By Reuben Vandeventer, Chief Data Officer in Residence at Infogix

As the role of data in organizations, both large and small, has rapidly evolved the era of big data has ushered in data sprawl. This means that organizations must look for ways to effectively manage, govern and derive value from data that is increasingly complex and cumbersome. Analytics are a critical tool for turning raw data into actionable insights, but organizations must first understand the form and function of their data, as well as the flow of their data supply chain. Data catalogs are the foundational data governance tool that allow organizations to effectively leverage the right data for the right job at the right time to gain competitive advantage.

A data catalog synthesizes all the details of an enterprise’s data supply chain, often contained in multiple data dictionaries, and translates them into laymen terms for business users to easily understand. A data catalog provides transparency into data definitions, synonyms and critical business attributes to ensure that the appropriate data assets are being used. It assures a common understanding and streamlines communication across diverging lines of business because the catalog identifies data owners, stewards and subject matter experts. Business users have a reliable reference about who is accountable, should questions or issues arise.

Business lineage is another critical feature of a data catalog as it provides a clear and concise understanding of the flow and dependencies of data. This includes data origination within the data supply chain, transformations, uses, and processes. Business lineage may link to data quality scores, access parameters and usage restrictions. This clear view of critical data assets across the enterprise gives business users business intelligence at their fingertips. This, in turn, enables collaboration and allows business users to leverage the right data for maximum impact.

The Do’s and Don’ts of Creating and Maintaining a Data Catalog

The continued survival of any business depends on the data they’re collecting, sharing and deploying. Although data is vital, too much data can create a myriad of problems, including confusion around how users might find what they need, discover what’s new and what’s unusable and determine what contains legacy knowledge.

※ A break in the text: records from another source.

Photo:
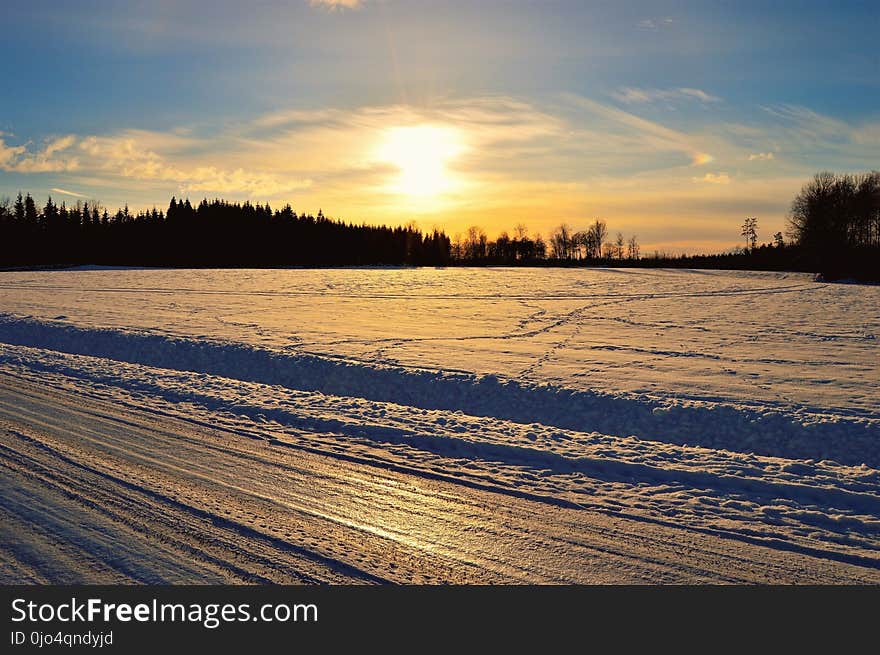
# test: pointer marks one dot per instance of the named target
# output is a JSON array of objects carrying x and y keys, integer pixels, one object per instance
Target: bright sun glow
[{"x": 420, "y": 153}]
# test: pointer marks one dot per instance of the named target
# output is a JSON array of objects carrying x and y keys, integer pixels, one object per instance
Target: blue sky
[{"x": 672, "y": 121}]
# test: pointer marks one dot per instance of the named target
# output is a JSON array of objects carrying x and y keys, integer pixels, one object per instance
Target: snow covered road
[
  {"x": 589, "y": 432},
  {"x": 97, "y": 490}
]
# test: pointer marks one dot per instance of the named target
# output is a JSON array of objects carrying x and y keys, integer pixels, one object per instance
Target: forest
[{"x": 833, "y": 229}]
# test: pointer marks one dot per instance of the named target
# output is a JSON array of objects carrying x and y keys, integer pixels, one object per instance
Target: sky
[{"x": 672, "y": 121}]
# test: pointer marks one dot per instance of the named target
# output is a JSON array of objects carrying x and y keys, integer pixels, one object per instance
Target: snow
[{"x": 738, "y": 405}]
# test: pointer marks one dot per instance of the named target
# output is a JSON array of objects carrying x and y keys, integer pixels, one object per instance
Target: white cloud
[
  {"x": 713, "y": 178},
  {"x": 654, "y": 24},
  {"x": 334, "y": 5},
  {"x": 20, "y": 159},
  {"x": 633, "y": 95},
  {"x": 65, "y": 192}
]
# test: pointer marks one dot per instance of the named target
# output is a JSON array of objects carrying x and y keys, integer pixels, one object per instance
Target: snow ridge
[{"x": 791, "y": 432}]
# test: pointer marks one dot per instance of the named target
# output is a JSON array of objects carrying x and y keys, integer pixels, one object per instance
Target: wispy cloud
[
  {"x": 335, "y": 5},
  {"x": 45, "y": 159},
  {"x": 654, "y": 24},
  {"x": 67, "y": 193},
  {"x": 713, "y": 178},
  {"x": 648, "y": 135},
  {"x": 633, "y": 95}
]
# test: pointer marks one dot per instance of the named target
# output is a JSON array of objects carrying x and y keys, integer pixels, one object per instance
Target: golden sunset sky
[{"x": 671, "y": 121}]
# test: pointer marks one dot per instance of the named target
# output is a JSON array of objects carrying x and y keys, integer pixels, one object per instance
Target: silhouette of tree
[
  {"x": 750, "y": 232},
  {"x": 632, "y": 248}
]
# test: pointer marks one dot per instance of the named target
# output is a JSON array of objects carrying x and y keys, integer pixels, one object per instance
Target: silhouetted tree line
[
  {"x": 834, "y": 229},
  {"x": 835, "y": 219},
  {"x": 215, "y": 233}
]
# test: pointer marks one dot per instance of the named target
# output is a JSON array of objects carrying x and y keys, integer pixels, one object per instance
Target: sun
[{"x": 421, "y": 154}]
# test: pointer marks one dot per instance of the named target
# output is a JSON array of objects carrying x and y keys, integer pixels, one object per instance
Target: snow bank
[{"x": 797, "y": 433}]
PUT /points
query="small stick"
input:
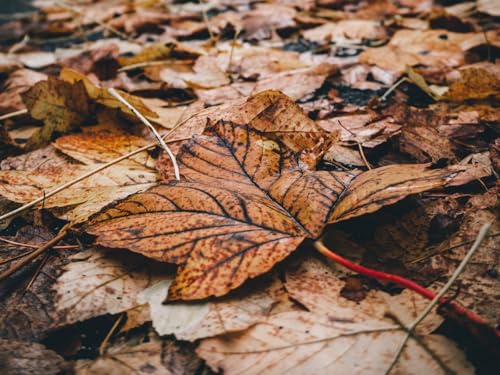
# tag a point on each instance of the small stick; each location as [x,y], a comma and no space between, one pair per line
[33,255]
[360,147]
[145,121]
[424,292]
[479,239]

Managing and preparing massive amounts of data for a data catalog is typically the job of the IT department, however, if business users are not involved, this approach is likely to confuse and confound anyone who is not versed in IT’s technical jargon. Another risk with large, disjointed organizations is that they will have so many data catalogs that typical users won’t know where to start.

Organizations can’t afford to leave business users reliant upon IT for the data they need if they want to garner a competitive advantage and make quick decisions in a fast-paced business environment.

On one hand, IT doesn’t understand data from a business perspective. On the other hand, business users lack the technical expertise to understand IT’s technical lingo and translate it into a business advantage.

Instead, businesses must formally align disparate lines of business, technologies and processes through data governance to create one, all-inclusive data catalog. With a team approach, businesses can organize their data catalog around the technical details of their data assets and metadata to create a well-defined, meaningful, searchable catalog of business assets. This approach enables consistent understanding among all business users.

Creating a Data Catalog Through Data Governance

Building a data catalog is difficult because data is, in most organizations, varied and complex. Various employees in various roles across various departments often have contrasting views about data. Establishing agreement on data definitions based on individual perspectives across departments is a monumental task.

A successful data catalog requires a thoughtful data governance program to streamline communication and collaboration. To simplify and automate the creation and maintenance of a comprehensive data catalog, a data governance tool offering a comprehensive suite of capabilities is the ideal solution. With unified capabilities for data governance, data quality and analytics, the tool can merge data lineage, data definitions and data quality with a variety business terms from to create an all-encompassing data catalog.

The tool must enable business users to access and understand data quality scores and the tool must have a mechanism to measure the impact of data quality efforts across the data supply chain. It should provide business users with clarity in terms of data ownership and accountability and it should facilitate collaboration and communication between the data owners, stewards and consumers.

The tool should also incorporate automatic discovery capabilities which allows the business to capture, track and monitor changes to data. When changes are uncovered, the responsible parties can promptly investigate these changes and ultimately, speed up time to insights. With the appropriate set of capabilities, businesses can successfully create a comprehensive data catalog that will enable a complete understanding of their data landscape and foster a culture of data knowledge among their business users.

About the Author

Reuben Vandeventer has been driving progress and helping to shape the data space for more than a decade, across many industries including medical device, pharmaceutical, insurance and asset management. As the data space has rapidly evolved, his background in science, statistics and finance has created a robust foundation to create real economic value for organizations in new and innovative ways. Throughout his career, he has served in key strategic leadership roles for some of the top financial services organizations in the world. In these roles, he has developed a repeatable way to analyze, study and design data communities (people that are accountable and care about data), revolutionizing the respective organization’s approach to pragmatic data strategy.